Волдеморт резко выдыхает, подчиняется, и наконец-то насыщенное марево затапливает сознание, и мысли испаряются, не оставляя ни сожаления, ни чувства вины, ни злости. Меня несет бурным потоком, затягивает в водовороты — и я падаю, падаю, а жадная умопомрачительная бездна заглатывает целиком, отдаваясь мучительно сладкими спазмами в теле. Я забываюсь на какое-то ослепительное мгновение, и мне все равно, кто и что там, за пределами этой спальни, и важно только, что я не один, что он со мной, что я с ним. И я слышу, как он благоговейным шепотом выдыхает мое имя. Имя, данное мне родителями, которых он же и отнял.

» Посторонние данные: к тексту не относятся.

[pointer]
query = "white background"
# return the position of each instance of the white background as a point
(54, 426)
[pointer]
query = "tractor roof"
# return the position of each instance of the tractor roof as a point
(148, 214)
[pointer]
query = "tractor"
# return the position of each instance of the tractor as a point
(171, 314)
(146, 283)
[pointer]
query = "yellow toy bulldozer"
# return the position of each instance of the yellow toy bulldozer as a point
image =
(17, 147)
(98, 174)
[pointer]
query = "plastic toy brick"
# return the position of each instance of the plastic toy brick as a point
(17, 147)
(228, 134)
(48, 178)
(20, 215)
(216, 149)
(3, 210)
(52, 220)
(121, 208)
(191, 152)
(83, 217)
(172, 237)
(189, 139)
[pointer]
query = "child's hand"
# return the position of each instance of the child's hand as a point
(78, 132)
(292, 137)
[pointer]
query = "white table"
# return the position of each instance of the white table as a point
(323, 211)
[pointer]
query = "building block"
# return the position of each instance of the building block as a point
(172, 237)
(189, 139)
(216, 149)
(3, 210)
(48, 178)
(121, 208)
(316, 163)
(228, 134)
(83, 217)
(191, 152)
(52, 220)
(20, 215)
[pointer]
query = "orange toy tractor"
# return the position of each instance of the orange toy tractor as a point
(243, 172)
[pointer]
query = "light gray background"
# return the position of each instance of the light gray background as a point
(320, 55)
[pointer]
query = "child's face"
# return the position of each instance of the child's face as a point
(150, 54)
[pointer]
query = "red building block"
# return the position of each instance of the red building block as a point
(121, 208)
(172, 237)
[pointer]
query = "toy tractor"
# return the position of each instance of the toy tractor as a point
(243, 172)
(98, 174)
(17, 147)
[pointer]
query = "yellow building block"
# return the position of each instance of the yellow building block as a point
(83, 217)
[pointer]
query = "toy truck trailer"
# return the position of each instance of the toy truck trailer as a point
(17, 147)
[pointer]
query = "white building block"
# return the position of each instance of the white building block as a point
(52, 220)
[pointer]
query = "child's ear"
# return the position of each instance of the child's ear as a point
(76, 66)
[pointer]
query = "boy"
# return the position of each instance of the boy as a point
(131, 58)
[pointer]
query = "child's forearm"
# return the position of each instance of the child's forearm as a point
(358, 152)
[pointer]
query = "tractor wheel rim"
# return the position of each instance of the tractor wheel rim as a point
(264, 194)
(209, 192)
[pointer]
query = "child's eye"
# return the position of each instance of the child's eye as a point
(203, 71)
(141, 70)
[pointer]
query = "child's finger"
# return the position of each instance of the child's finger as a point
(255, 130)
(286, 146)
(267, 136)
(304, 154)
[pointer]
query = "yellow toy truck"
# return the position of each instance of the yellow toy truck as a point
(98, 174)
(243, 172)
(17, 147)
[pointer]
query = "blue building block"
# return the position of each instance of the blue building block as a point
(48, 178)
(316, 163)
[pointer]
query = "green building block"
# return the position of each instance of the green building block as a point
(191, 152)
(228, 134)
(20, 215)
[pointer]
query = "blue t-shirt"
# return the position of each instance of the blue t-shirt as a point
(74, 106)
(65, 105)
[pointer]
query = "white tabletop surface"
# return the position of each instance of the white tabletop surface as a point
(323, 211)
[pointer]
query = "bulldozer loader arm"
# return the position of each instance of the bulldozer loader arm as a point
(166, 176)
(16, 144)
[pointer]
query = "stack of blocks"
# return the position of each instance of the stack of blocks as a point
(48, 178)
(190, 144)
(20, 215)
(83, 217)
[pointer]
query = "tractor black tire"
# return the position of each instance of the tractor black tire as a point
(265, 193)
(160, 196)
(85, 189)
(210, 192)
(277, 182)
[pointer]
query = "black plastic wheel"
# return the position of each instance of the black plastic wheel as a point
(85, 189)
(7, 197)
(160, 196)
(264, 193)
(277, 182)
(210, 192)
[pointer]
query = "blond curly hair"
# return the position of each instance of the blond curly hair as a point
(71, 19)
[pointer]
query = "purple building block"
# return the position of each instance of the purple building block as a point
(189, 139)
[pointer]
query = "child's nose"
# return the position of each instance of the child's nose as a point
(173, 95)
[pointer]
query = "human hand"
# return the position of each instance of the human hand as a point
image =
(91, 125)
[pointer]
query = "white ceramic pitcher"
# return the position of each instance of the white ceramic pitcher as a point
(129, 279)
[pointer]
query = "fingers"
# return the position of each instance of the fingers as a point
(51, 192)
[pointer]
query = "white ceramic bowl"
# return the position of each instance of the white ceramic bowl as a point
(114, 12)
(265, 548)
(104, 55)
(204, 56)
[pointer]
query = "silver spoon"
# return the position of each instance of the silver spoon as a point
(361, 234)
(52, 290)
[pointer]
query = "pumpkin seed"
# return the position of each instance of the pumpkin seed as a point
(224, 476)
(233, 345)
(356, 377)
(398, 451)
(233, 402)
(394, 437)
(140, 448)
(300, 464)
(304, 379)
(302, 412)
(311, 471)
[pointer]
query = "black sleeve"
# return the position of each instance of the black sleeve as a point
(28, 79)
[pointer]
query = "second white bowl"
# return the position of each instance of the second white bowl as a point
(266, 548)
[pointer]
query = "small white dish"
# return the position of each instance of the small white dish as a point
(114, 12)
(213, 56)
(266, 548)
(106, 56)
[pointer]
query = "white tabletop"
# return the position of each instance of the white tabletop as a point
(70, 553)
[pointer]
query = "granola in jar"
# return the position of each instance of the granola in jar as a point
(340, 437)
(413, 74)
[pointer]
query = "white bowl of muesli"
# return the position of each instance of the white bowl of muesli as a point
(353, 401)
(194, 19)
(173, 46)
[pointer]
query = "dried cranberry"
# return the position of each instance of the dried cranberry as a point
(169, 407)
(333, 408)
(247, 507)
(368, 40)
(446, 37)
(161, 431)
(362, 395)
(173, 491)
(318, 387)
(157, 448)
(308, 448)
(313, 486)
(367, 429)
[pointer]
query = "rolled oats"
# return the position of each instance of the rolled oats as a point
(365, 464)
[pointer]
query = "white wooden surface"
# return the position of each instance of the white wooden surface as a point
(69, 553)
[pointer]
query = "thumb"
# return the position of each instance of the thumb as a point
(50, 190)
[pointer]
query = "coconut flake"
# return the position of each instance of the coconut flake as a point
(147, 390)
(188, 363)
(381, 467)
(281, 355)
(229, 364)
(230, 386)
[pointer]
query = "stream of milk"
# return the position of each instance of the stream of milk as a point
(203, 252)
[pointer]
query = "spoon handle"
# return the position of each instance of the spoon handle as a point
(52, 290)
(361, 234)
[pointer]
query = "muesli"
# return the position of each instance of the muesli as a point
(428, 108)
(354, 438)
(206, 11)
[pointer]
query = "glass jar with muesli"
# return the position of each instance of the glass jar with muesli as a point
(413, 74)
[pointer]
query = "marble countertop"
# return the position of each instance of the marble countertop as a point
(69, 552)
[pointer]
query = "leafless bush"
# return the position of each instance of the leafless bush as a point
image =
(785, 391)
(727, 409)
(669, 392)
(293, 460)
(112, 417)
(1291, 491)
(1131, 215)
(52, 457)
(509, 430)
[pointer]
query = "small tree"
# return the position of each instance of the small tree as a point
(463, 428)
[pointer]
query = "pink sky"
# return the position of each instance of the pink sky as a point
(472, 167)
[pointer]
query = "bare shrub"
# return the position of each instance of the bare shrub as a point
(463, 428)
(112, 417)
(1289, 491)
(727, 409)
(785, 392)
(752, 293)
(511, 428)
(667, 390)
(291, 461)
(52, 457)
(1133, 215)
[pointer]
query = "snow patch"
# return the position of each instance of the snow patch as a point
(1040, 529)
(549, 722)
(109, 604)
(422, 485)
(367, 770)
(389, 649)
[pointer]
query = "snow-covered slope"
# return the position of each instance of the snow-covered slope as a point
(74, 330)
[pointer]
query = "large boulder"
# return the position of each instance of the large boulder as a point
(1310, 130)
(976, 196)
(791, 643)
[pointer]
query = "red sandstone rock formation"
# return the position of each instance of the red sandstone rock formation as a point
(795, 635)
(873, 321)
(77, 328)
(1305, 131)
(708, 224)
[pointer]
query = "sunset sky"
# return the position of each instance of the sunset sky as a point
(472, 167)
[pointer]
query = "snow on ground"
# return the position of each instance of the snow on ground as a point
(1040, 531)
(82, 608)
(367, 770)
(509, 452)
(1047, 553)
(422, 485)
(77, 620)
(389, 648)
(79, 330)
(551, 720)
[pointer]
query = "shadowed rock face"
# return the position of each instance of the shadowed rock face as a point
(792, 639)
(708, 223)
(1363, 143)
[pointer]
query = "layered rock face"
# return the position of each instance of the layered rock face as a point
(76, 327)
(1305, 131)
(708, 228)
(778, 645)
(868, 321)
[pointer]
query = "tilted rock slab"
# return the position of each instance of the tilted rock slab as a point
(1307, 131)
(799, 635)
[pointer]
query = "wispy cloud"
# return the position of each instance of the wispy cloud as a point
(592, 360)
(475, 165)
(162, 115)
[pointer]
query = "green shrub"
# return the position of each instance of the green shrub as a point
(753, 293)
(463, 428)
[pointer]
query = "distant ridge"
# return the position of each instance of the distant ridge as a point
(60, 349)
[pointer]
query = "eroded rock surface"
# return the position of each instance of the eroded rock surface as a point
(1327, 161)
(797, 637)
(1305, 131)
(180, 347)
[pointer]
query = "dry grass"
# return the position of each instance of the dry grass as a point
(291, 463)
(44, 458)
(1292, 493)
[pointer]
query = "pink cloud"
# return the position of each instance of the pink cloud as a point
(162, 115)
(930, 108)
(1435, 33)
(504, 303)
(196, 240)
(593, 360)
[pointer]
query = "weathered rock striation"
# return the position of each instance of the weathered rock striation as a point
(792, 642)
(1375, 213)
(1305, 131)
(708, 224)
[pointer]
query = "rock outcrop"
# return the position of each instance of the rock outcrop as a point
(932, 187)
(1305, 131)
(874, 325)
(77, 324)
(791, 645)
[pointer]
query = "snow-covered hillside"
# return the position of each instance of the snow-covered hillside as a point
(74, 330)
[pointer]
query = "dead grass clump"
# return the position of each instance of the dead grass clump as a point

А звездное небо качается в окне, и мне его видно с этого края постели. Вжимаюсь щекой в подушку, молчаливо позволяя Волдеморту выводить какие-то узоры на спине, время от времени прикасаться губами — мне и по сей день бывает жутко от этих невесомых, нежных поцелуев. Не знаю, какие мысли бродят в его голове, но мне самому эти яркие июльско-августовские звезды кажутся мелкими осколками разбитого зеркала. Из них уже не сложить острое лезвие — а меня отпускает недавно угнездившееся в мозгу желание воспользоваться чем-то режущим и полюбоваться на кровь. Оказывается, меня завораживает красный — но не такой. Другой. Темнее и чище.
Переворачиваюсь на спину, чтобы увидеть его.
Лицо бледное и, наверно, симпатичное. Мне никогда не приходило в голову мерять Волдеморта мерками внешней привлекательности: всякий раз я лишь напряженно отмечал то сведенные брови, то горящие яростью глаза, то белеющие от гнева скулы — страшных предвестников вспышки ненависти ко всему миру, злобы, отчаяния. Либо их отсутствие — печать мертвого спокойствия пугала порой намного больше. Но сейчас его лицо безмятежное, а потому по-настоящему красивое — ни следа безобразящей жажды насилия и убийств, ни тени безжизненной сдержанности. И я настолько странно чувствую себя здесь и сейчас, что не отвожу взгляда, не боюсь и не стыжусь протянуть руку, чтобы погладить его по щеке. И меня не вгоняют в гнев и растерянность его неторопливые ласки, только вызывает усталую улыбку повисший безмолвный вопрос, что на меня нашло.
И я начинаю догадываться, почему у волшебников наступление совершеннолетия — такой большой праздник. Раньше я не смог бы ни понять, ни принять, ни смириться. Теперь — могу. В конце концов, не все ли равно, как именно я буду помогать тем, кто мне дорог? Кипучее поле битвы или мягкий свет кабинета — если я могу что-то изменить, я сделаю это и здесь.
Волдеморт болен, а я своеобразное лекарство, наркотик, призванный облегчать существование. Не буду врать, что мне это особенно приятно, но последняя мысль об остром осколке покидает голову, вытесненная пришедшей уверенностью.
Я дожидаюсь, пока его дыхание станет ровным и глубоким, и потихоньку выскальзываю из постели, подсунув вместо себя подушку. На полчаса сойдет, а больше мне и не надо.
Мантия-невидимка серебрится в руках, изображения на колдографиях едва различимы в слабом лунном свете. Бездумно вожу по ним пальцами, и впервые с тех пор, как я попал сюда, горло сжимает спазмами. Мои родители, такие молодые и красивые, мои друзья, не побоявшиеся пойти со мной на настоящее сражение… Кажется, это последний день, когда я все еще причисляю себя к ним, к той, светлой стороне. И, несмотря ни на что, не могу так запросто отпустить их, не могу потерять этот незыблемый ориентир. Потому что если это случится, то у меня останется только одна-единственная твердыня, на которой я буду держаться.